- From: David Woolley <david@djwhome.demon.co.uk>
- Date: Mon, 12 May 2003 07:40:51 +0100 (BST)
- To: www-html@w3.org
> Authors make use of target without frames all the time. Target can be used > with frames but neither is dependent on the other. Generally they use them for popups, which is a presentational/behavioural feature, having many of the undesirable features of frames and being heavily abused (but probably by the scripting route) to force advertising on users of pages on free hosting services. Their use is discouraged by the Web Content Accessibility Guidelines, because they cause unexpected changes in focus. > Just because something can be abused is not sufficient justification to drop > it. In such cases, certainly guidance should be provided to steer folks > away from such abuses. That just doesn't work in practice.
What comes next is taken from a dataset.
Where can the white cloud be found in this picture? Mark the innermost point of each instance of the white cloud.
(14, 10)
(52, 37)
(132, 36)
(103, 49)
It's almost only the theoreticians that you complain about earlier that actually read the source specifications. The rest of the world, if they read anything, read popular HTML books, and those books are likely to continue to propagate the use of features that the formal specifications discourage, often suggesting them as the normal way of doing things. Those that don't read books (possibly the majority, simply copy the presentational and behavioural coding from the sites that they think are "cool"). > They have been tried and true elements that both work and are mostly > harmless. I would be in favor of deprecating h1...h6, but certainly not > removing them. Although their use as codewords for canned stylings, with no correlation to structure, may be diminishing, I think there is still a tendency to skip levels simply to get a styling rather than any structural reason. > > Books often have content that appears to represent a horizontal rule. At a "appears" gives away the fact that this is presentational.